Hey, Tyler. Thanks for agreeing to answer a few questions about Biblenauts, which gives me an excuse to talk about Biblenauts on my Twitter account, which I enjoy doing.

For the past year and change, you’ve written and drawn Biblenauts, a Monday-Wednesday-Friday webcomic that explores the Old Testament. Is this your first webcomic? How do you stick to your schedule so — ah ha ha — religiously? And how did you decide that a webcomic was the best means of exploring the Bible in this way?

I started doing comics in college, where I had a five-day- a-week strip in the student paper. It was awful and I loved it. That strip got me used to following a deadline pretty quick. After that I did a comic called Pomophobia for a couple years while suffering through grad school and developing Biblenauts. That comic is still at pomophobia.com, if anyone’s interested. Fae and Basie show up.

I love making comics, and I love the Bible, so combining the two just made sense. A ton of folks have adapted the Bible, including cartoonists, but I don’t know of too many adaptations that followed a newspaper-strip style, doing bits and pieces over time. I like the intimacy a comic strip brings, and how that intimacy contrasts with the bombast of the sword-and-sandal epic. I also love how comic strips can quickly switch between 2014-09-08-Whats-Eden-You-Page-04storytelling and one-shots, which is useful when dealing with a collection like the Bible that’s made up of more than just stories.

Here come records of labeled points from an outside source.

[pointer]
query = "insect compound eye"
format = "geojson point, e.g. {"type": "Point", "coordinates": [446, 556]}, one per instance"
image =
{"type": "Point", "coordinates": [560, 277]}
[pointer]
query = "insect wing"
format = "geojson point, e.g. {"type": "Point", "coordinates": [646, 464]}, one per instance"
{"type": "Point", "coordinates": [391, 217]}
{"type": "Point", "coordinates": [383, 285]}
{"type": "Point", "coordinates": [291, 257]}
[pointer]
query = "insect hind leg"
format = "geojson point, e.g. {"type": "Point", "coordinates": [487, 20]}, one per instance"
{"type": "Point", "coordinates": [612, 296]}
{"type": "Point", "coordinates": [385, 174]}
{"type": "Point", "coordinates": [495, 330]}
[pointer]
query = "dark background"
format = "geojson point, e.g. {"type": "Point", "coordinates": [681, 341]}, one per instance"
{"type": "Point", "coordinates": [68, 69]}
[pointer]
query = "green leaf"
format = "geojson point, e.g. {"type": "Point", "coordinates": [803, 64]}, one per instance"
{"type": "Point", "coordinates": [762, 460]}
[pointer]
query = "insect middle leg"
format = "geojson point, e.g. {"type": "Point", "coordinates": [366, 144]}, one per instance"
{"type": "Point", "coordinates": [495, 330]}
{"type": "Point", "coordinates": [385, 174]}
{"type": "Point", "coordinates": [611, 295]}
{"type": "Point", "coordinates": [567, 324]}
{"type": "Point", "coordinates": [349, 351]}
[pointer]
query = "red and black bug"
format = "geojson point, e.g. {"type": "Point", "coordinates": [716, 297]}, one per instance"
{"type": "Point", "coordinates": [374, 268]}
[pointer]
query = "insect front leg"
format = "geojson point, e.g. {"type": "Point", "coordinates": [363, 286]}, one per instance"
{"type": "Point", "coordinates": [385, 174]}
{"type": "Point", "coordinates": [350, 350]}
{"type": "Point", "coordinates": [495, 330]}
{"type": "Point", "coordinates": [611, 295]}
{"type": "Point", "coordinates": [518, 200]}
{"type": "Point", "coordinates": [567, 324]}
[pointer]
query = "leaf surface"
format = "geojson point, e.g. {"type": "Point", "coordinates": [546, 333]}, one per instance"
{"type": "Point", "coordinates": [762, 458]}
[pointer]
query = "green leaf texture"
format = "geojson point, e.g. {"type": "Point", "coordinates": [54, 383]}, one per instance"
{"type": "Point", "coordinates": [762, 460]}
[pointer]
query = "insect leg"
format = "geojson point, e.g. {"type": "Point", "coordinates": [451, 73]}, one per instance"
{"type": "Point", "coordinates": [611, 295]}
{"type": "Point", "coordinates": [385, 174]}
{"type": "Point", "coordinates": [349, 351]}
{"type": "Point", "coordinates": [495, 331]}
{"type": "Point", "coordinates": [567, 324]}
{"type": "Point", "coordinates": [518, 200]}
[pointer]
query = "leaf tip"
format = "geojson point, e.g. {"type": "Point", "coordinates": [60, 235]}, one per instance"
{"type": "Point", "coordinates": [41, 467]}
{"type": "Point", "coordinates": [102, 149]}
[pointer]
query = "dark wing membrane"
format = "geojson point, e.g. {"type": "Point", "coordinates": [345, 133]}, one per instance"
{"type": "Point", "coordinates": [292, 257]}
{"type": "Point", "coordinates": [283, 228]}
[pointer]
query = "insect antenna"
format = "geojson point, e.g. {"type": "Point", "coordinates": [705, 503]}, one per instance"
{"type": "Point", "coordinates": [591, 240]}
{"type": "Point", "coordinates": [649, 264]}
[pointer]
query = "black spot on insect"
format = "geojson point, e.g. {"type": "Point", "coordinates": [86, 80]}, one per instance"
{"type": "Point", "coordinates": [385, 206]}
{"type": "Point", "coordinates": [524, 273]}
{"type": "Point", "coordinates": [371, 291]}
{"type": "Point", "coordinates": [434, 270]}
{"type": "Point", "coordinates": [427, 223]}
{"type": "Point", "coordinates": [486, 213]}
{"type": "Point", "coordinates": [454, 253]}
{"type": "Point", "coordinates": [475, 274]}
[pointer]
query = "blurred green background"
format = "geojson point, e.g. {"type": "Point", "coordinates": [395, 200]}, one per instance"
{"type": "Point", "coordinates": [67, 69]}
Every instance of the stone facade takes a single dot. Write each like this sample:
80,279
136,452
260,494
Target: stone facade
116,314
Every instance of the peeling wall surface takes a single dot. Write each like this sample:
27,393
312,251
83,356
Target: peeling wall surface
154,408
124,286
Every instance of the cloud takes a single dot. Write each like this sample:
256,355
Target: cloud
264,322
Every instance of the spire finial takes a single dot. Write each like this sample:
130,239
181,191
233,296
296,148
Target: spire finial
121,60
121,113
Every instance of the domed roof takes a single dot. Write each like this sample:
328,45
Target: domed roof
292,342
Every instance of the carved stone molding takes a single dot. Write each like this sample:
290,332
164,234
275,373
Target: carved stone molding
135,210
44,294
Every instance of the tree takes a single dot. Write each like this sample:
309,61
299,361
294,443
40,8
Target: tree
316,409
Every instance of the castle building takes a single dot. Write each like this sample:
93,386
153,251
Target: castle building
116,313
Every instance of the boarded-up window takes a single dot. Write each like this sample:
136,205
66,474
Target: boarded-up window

The characters of Fae and Basie were prominent in the first few comics, but have since faded into the background and become a sort of Greek chorus, appearing only to deliver the occasional punchline or bit of editorializing. (Fae’s comment at the end of the Sodom and Gomorrah story was especially brilliant.) How much was their role intended to change from the beginning, and how much just sort of organically happened?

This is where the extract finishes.